I got addicted to charts when I was about seventeen, which was seven years ago. I never got off that habit, and I am now a habitual user, and for good reason. See, you have to understand that certain addictions, the ones that make you money, excluding providing illicit sex, are OK for you. Charts have played a significant role in my trading, and they allowed me to produce triple-digit returns in 2006, 2007, and 2008. This year has been my best year yet, and I have rarely relied on fundamental analysis in my trading decisions, except for earnings plays. Every person with a pair of eyes and ears can see what a chart is trying to show them and listen to what…ok, maybe not the ears, but you know what I mean. Charts are easy to understand and read. Even a five year old can draw Fibonacci’s. Charts are most appropriate for short-term traders using technical analysis, which is my discipline.The effectiveness of charting diminishes if you’re making longer-term decisions.
I started investing when I was thirteen, but got lucky during the 90’s bull market, or else I probably would have lost it all. I never had a mentor, and no one taught me anything. I had to learn everything myself, and still do. Hopefully through my daily analysis, I can guide you closer to the Light and help to avoid total obliteration in your trading account. You should be smart enough to make your own damn decisions from there.
I have a simple list of rules, in no particular order:
1) Have a plan and a system. If you don’t, you will lose, before you even place a trade. But you won’t know it until it happens.
2) Get an understanding of Technical Analysis. Listen, it won’t hurt you. Get off your lazy ass and start off with “Stikky Stock Charts“.
3) Forget the news, forget people. Charts never lie. People may have ulterior motives. Charts never come on CNBC and boast “strong capital reserves” or a “strong balance sheet” and then go under within 5 days. The price action tells you almost everything you need to know.
4) Don’t chase stocks. You might be buying at resistance or selling at support. Then, you become the weak hand, slapping yourself silly.
5) The trend is your friend. Don’t be stubborn.
6) Bulls live above the 200-day MA and sellers live below the 200-day MA. Currently, we are very far below the 200-day MA.
7) Prices have memories. This is how/where support and resistance levels are created. They are not just magical lines.

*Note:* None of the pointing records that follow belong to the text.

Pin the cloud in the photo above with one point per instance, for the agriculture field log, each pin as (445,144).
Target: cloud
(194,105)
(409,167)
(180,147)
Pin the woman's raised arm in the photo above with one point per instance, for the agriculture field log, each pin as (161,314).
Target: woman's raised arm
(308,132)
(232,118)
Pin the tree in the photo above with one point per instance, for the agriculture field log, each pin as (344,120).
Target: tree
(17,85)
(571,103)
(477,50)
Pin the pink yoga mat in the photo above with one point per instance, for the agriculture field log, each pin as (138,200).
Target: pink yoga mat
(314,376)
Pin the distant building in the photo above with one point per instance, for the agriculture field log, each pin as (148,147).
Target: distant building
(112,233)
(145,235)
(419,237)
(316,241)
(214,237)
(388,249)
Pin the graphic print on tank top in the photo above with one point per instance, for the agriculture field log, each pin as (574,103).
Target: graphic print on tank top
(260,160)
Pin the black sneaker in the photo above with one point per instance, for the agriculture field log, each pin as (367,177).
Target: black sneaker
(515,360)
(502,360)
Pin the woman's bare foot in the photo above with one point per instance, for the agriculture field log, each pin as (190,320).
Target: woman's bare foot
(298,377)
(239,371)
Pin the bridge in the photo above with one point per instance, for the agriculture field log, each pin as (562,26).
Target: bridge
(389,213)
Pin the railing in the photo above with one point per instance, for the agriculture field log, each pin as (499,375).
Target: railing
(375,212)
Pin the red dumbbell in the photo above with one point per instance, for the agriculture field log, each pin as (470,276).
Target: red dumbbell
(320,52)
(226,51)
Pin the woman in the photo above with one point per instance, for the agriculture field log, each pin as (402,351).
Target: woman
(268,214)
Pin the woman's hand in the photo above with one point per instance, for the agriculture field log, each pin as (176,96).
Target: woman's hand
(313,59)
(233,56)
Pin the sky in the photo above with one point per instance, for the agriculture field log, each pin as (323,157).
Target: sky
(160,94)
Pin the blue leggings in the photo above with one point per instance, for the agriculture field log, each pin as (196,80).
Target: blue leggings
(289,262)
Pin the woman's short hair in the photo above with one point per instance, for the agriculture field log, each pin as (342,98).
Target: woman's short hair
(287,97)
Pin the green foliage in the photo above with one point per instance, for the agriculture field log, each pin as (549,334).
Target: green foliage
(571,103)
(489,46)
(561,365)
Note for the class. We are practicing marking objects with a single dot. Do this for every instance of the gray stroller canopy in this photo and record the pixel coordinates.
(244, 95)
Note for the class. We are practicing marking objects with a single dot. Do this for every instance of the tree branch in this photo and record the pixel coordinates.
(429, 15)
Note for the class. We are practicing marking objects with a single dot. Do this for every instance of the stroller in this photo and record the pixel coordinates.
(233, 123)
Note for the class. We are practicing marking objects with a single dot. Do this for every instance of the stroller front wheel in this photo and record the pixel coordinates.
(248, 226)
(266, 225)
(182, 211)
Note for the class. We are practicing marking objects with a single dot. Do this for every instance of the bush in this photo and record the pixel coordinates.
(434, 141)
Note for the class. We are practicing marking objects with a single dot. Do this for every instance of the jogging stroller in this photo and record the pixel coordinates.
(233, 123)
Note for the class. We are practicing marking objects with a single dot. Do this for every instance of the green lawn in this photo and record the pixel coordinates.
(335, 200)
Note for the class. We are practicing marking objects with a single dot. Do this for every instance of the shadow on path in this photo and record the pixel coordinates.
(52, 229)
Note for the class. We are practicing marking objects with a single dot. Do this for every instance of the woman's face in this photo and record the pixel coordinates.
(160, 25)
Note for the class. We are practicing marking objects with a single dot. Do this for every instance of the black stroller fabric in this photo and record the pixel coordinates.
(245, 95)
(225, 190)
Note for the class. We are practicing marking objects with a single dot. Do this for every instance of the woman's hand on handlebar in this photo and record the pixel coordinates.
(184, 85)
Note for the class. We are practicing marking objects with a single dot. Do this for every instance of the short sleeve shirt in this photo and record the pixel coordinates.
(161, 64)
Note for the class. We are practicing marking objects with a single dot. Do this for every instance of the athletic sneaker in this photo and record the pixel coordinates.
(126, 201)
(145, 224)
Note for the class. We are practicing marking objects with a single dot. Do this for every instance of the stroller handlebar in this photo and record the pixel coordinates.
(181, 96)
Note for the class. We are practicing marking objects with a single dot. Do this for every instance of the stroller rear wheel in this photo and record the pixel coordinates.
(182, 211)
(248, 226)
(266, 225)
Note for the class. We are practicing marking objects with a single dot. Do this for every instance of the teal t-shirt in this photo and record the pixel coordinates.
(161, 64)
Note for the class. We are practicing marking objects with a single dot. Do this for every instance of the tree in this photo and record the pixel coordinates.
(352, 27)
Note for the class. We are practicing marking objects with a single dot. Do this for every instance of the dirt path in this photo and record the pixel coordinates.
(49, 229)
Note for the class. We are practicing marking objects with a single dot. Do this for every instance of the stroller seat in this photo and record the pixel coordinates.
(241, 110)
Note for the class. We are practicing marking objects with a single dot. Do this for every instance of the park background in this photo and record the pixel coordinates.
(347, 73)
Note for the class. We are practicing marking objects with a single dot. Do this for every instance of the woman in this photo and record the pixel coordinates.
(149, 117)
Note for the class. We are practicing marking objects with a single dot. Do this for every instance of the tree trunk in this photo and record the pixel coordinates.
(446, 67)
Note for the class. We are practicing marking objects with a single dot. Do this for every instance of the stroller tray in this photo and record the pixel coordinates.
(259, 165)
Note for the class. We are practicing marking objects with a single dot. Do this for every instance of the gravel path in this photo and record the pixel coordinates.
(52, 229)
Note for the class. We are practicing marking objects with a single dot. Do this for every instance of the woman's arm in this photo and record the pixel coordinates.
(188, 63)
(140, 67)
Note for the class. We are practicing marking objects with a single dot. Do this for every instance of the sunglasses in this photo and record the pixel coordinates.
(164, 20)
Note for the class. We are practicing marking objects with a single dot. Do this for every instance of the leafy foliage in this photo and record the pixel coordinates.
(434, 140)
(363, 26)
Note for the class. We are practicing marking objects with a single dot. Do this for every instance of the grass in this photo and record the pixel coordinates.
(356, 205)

8 ) Bottoms take longer to form than tops. This is because fear works faster than greed. Anything usually drops 40-70% faster than it rises. Just take a look at all the bubbles throughout history.
9) Play the pullbacks. Or the market will play you.
10) The market usually gives second chances. This applies whether you are buying, selling, shorting, or covering. Prices usually fall back to support and resistance areas, giving you a second chance to do whatever you were thinking of doing the first time, but didn’t do.
11) Mark the gaps. This goes for area, breakaway, continuation, exhaustion gaps and island reversal.
12) Volume confirms price action. Volume equals market participation. Don’t go to a party if no one’s there.
13) Practice emotional discipline. Don’t get exhilarated when you gain 5% or throw your computer out of the window if you lose 10%. Trading is like life, there are ups and downs. Deal with it, or don’t trade at all.
14) Don’t trade if you’re under capitalized. A huge loss can knock you out, which brings us to…
15) Cut your losses quickly. Usually, that’s the moment when you realize that it will definitely not go in your anticipated direction. Or, it could be a trusted stop loss.
16) Learn candlestick charting. They are far superior than that bullshit bar charting.
17) Learn to scale in/out of positions.
18) Avoid the trading death spiral. If you lose, don’t be stupid and bet more just to see if you can make it all back. That’s call revenge trading, and you’ll get your ass kicked.
19) Trading takes patience. Avoid impulse trading. Don’t trade because you feel like it. Didn’t you read rule #1?
And for this year: 20) If you want to call a market bottom, you should wait until a higher low is made. If not, you take the risk of being some idiotic soothsayer if you’re wrong. You may also get a time slot on CNBC.
There are many more rules to follow, but these are some basics.